I was disappointed by Karina Rollins’ simplistic portrayal of sexual mores in her review of Wendy Shalit’s book, A Return to Modesty: Discovering the Lost Virtue (“Natural Woman,” May). Shalit’s book should not have been embraced so uncritically. In fact, I doubt that anyone with mature sensibilities could get through it without shuddering at its schoolgirl moralism.

Shalit writes, “Before, it was a woman’s prerogative to say no . . . while now it is a man’s prerogative to expect sex.” Since when? That may be her perception, but no women I know would agree. It’s more like men today hope for sex, as they always have.

In the past, according to Shalit, “female modesty gave men a frame of reference for a woman’s ‘no.'” She maintains that the loss of that frame of reference has caused an increase in date rape and violence against women. Today, “taught from day one that women are always as ready to receive advances as they are eager to make them, the modern male always takes a ‘no’ as a personal rebuke.” It sounds to me like Shalit has been hanging out with the wrong men—with men who ought to take “no” as a personal rebuke!

In reality, most perpetrators of date rape are immature, unformed characters who do not know how to conduct themselves with women. Some are frat boys with the very same ideals about women that Shalit holds, but who nevertheless act on other desires. I think we all know men who espouse lofty ideals for women but still want to take advantage when the opportunity presents itself. Then too, many victims are naive young women (like Shalit?) who do not recognize the situations in which they find themselves, and who do not know how to make decisions, communicate firmly, and take charge of situations. Mature women accept such responsibilities because they have learned to recognize the practical requirements for dealing with the male ego.

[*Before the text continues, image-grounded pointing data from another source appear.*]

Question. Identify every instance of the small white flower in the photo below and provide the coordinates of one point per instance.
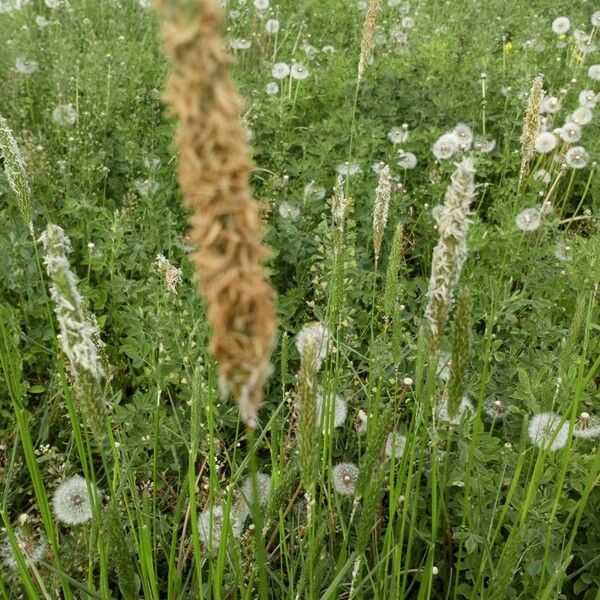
(288, 211)
(398, 135)
(570, 132)
(542, 175)
(543, 428)
(561, 25)
(71, 501)
(348, 169)
(577, 157)
(529, 219)
(588, 98)
(272, 26)
(594, 72)
(210, 527)
(551, 104)
(586, 426)
(317, 336)
(464, 134)
(344, 477)
(299, 71)
(446, 146)
(545, 142)
(280, 70)
(395, 445)
(407, 160)
(340, 410)
(25, 66)
(64, 115)
(272, 88)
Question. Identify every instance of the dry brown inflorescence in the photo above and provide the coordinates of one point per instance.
(214, 171)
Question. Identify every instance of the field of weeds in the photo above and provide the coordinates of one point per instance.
(298, 299)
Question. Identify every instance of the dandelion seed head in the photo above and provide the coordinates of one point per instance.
(545, 142)
(577, 157)
(344, 477)
(71, 501)
(280, 70)
(529, 219)
(299, 71)
(446, 146)
(561, 25)
(542, 429)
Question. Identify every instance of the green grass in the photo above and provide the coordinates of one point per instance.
(472, 510)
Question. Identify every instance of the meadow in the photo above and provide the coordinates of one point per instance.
(426, 186)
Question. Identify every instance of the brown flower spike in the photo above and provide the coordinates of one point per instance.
(214, 171)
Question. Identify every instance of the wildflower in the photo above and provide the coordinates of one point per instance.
(272, 88)
(581, 116)
(340, 410)
(450, 252)
(25, 66)
(33, 548)
(446, 146)
(280, 70)
(71, 501)
(529, 219)
(587, 98)
(272, 26)
(398, 135)
(576, 157)
(542, 175)
(380, 211)
(561, 25)
(344, 477)
(348, 169)
(495, 409)
(563, 252)
(594, 72)
(465, 407)
(210, 527)
(570, 132)
(171, 274)
(545, 142)
(464, 134)
(551, 104)
(545, 431)
(299, 71)
(407, 160)
(395, 444)
(586, 426)
(288, 211)
(484, 146)
(317, 336)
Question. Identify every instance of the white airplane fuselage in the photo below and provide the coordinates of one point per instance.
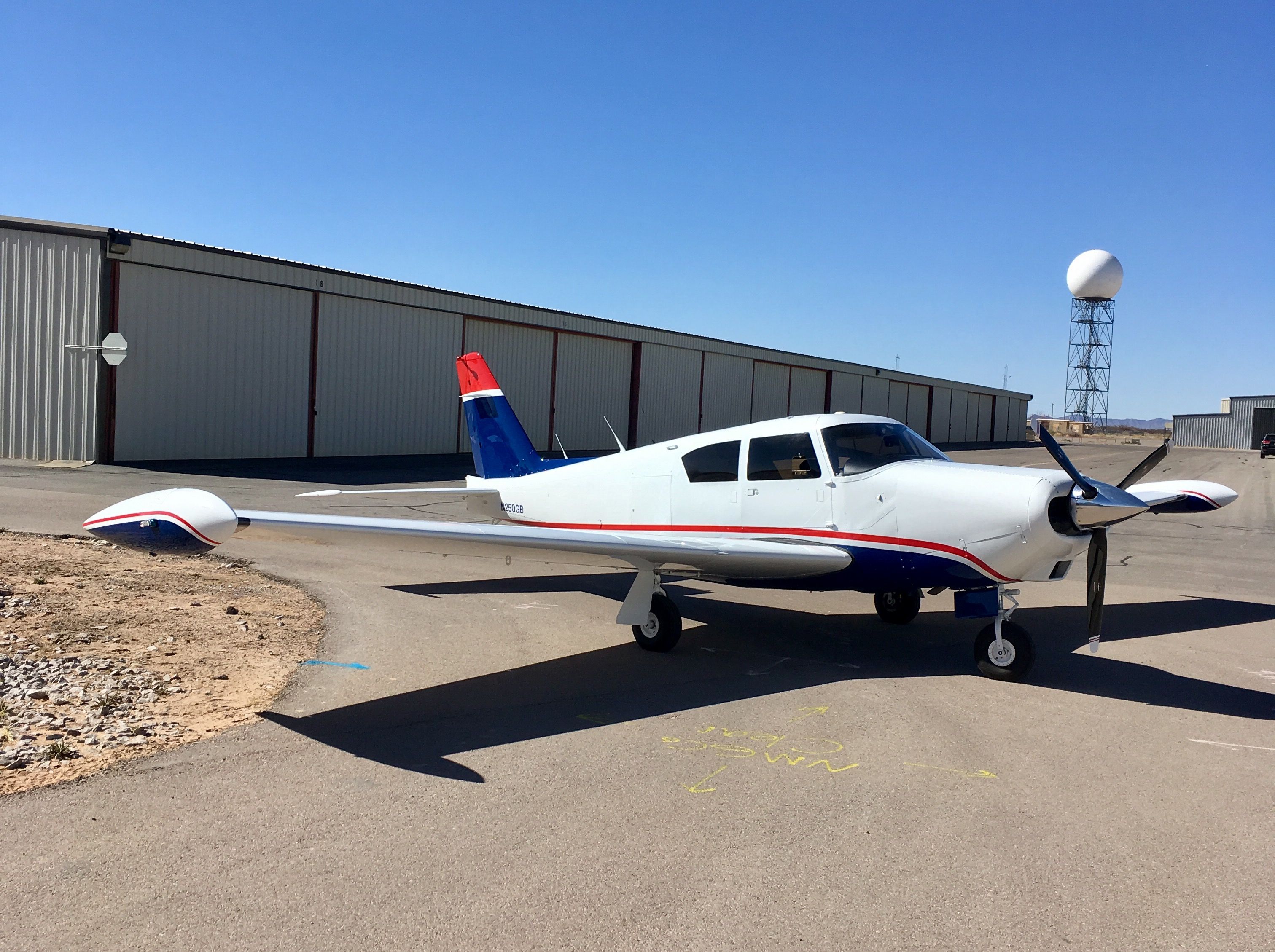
(908, 524)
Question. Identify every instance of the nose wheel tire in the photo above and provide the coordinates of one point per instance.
(663, 625)
(1014, 660)
(898, 607)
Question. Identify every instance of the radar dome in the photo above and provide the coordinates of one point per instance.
(1095, 274)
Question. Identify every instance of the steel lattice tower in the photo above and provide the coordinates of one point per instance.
(1089, 360)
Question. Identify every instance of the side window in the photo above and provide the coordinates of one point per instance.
(718, 463)
(790, 457)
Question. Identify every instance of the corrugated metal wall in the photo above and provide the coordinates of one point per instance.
(522, 360)
(1226, 431)
(387, 380)
(918, 407)
(958, 421)
(592, 383)
(217, 369)
(806, 394)
(670, 405)
(847, 392)
(939, 422)
(50, 288)
(727, 392)
(220, 362)
(771, 384)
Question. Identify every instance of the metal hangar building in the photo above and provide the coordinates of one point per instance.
(1241, 425)
(239, 356)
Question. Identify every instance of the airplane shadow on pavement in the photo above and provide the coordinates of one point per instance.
(741, 652)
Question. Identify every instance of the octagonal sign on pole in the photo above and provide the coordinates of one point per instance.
(114, 349)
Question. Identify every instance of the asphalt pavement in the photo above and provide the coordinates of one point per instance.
(513, 773)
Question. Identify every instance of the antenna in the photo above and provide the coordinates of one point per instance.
(614, 434)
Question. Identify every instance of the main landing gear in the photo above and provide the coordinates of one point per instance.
(1004, 650)
(663, 625)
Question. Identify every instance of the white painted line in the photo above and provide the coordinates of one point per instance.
(1223, 743)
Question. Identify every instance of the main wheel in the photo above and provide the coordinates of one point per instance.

In short, Shalit and Rollins ignore the essential realism of sexual decorum. Encouraging young women not to be hapless in dealing with men would be more helpful than their cliche prescription for more “modesty.” A woman must develop enough self-possession to make herself clear and to keep some measure of control over her own life, particularly in its most intimate aspects.

Of course, it would be nice if ours were a more decorous society, if social relations between men and women were conducted with maturity. However, a more decorous society would also be one in which people were accomplished at minding their own business in matters as private as sex. Since people tend to end up with partners who subscribe to sexual mores similar to their own, the sexual mores of everyone else are not particularly my business, nor yours.

If Shalit would attend more to her own business, she might show a little “modesty” in her pronouncements, rather than spinning her naive premises into grandiose sociological theory. For example, Shalit argues that embarrassment over virginity leads to anorexia and bulimia. “In a culture that permits food hang-ups but not sex hang-ups, it’s become the new way for a girl to express her modesty, to restore distance between men and herself.” Shalit clearly has not investigated the actual dynamics of eating disorders. Virgin anorexics? Please.

A Return to Modesty is not provocative; it is flippant, and at times downright vulgar. In spite of the book’s title, Shalit’s take on sexual relations is so crass as to be embarrassing to read. All of the quotations that I have used here are used by Rollins approvingly in her review. The courteous thing to do is to pull the veil of modesty over this sort of cliche exhibitionism, not pay uncritical homage to it. The book review, like the book, is just one more display of a moral exhibitionism that permeates American popular culture today, to the detriment of intellectual and personal integrity.